My newspaper column is about an important way the next few years might differ from the Bush era. Read the whole thing after the jump.
Hoping for a reality-based presidency
By Edward Cone
News & Record
You can ignore reality, but reality will not ignore you. That's kind of a definitional proposition, an essential reality about reality, but it was overlooked willfully and often and with harsh consequences during the last eight years. My hope, modest as it sounds, is that Barack Obama will bring us a reality-based administration.
The phrase "reality-based community" entered the political lexicon in 2004, courtesy of an unnamed senior White House aide who told journalist Ron Suskind that the group included those people who "believe that solutions emerge from your judicious study of discernible reality.'' That, he said, was not the way things worked in the George W. Bush administration. "We're an empire now, and when we act, we create our own reality. And while you're studying that reality -- judiciously, as you will -- we'll act again, creating other new realities, which you can study too, and that's how things will sort out. We're history's actors ... and you, all of you, will be left to just study what we do.''
Such was the formula that allowed Bush and his team to overlook the essentials of human nature in favor of self-regulated financial markets, and to dismiss the details of history and culture to pursue a half-baked plan for occupying Iraq, and to believe that loyalty trumps experience and competence (heckuva job, Brownie), and so on and so forth, a litany of bad decisions made possible by the rejection of what Suskind referred to as "enlightenment principles and empiricism."
I come not to bury the Bush administration, and certainly not to dismiss the principled conservatism it in many ways betrayed, but to look ahead to an era of more sober thought and serious planning. The imperatives are clear: We cannot continue to borrow and spend indefinitely, to worship blindly the machinery of financial markets, or to mistake our unique place in the world for license to do whatever we please. It's time for the reality-based community to assert itself.
Obama seems like the right guy to lead the way, a man oriented toward solutions rather than ideology. His former law students describe him as "more pragmatic than ideological" and as a user of "forensic logic." One observer from Illinois predicted the Obama administration will be defined by "ruthless pragmatism." Bismarck called politics the art of the possible; Obama needs to be doing everything possible to fix our economy and restore our place in the world.
You can see that mind-set at work in his cabinet picks and hear a statement of purpose in his exchange last week with George Stephanopoulos, who quoted Dick Cheney as saying that Obama needs all the details of current antiterrorism policy before making big changes. "I think that was pretty good advice," said Obama. "I should know what's going on before we make judgments &ellipses; we shouldn't be making judgments on the basis of incomplete information or campaign rhetoric."
Post-partisanship is part of the Obama promise.

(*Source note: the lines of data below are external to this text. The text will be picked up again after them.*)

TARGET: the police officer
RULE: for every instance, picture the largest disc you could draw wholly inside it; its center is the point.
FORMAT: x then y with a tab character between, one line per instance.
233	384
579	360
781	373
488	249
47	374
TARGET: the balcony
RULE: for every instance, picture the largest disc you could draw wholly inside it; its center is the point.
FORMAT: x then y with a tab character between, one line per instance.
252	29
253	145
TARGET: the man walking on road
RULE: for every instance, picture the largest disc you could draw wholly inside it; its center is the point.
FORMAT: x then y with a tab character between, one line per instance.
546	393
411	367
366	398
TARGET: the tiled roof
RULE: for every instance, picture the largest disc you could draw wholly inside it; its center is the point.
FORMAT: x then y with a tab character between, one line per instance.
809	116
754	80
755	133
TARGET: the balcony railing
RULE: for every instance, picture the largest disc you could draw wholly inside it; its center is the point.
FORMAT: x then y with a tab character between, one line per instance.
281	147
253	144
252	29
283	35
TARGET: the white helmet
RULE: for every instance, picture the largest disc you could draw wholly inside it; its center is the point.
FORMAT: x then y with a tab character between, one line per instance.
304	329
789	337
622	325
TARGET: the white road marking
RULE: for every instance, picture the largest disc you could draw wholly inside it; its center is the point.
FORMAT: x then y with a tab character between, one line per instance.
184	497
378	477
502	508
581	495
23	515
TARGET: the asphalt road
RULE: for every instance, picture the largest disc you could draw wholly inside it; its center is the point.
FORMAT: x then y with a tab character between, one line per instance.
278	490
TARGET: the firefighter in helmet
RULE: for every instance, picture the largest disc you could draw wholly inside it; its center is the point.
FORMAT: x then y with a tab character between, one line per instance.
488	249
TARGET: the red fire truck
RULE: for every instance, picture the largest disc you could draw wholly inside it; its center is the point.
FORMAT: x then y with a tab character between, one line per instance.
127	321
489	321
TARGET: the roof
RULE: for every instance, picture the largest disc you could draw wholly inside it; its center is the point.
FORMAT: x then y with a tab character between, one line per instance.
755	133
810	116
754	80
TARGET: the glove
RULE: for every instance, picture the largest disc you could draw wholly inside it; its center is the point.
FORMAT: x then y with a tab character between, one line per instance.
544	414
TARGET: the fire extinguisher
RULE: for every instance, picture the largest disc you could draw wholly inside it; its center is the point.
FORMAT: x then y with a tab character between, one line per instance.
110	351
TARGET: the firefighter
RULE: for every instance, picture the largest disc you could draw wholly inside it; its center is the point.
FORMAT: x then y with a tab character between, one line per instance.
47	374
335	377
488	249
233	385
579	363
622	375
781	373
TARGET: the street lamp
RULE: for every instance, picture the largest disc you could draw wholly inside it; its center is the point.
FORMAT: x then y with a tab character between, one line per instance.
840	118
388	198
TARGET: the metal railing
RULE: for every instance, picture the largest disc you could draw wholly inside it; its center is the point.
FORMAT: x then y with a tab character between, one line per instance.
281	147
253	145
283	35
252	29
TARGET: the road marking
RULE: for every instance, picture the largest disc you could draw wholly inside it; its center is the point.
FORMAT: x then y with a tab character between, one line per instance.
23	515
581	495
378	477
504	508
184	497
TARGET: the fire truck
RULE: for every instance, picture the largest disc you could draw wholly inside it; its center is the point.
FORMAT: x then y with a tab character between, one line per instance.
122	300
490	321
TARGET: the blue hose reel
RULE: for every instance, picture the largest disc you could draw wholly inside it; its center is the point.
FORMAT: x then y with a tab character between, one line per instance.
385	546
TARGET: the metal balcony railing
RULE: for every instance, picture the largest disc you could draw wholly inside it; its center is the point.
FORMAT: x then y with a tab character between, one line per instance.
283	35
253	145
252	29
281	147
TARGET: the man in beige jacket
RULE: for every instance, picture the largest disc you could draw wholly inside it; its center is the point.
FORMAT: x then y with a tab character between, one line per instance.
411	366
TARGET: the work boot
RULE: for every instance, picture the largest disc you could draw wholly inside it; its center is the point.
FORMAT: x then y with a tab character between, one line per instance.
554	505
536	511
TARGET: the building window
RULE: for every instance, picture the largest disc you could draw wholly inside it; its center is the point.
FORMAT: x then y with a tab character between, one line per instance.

I hope he means it. That does not mean that all differences can or should be put aside, but that real leadership requires bringing as many people along as possible and finding ways to work around intractable points of contention. Obama is including in his inaugural ceremonies both Rick Warren, the influential pastor who barred gays from his church and campaigned against gay marriage in California, and Gene Robinson, the first openly gay bishop ordained by a major Christian denomination. Neither choice will please everyone, but together they say something about Obama's expansive understanding of the diversity of this country and his willingness to move past some familiar sticking points.
A reality-based presidency must still dream big. The facts of Obama's own biography show that reality can produce startling results and that old constraints can be broken more quickly than was thought possible. Optimism and pragmatism should go hand in hand, and great things can follow. That's my hope for the era that begins on Tuesday.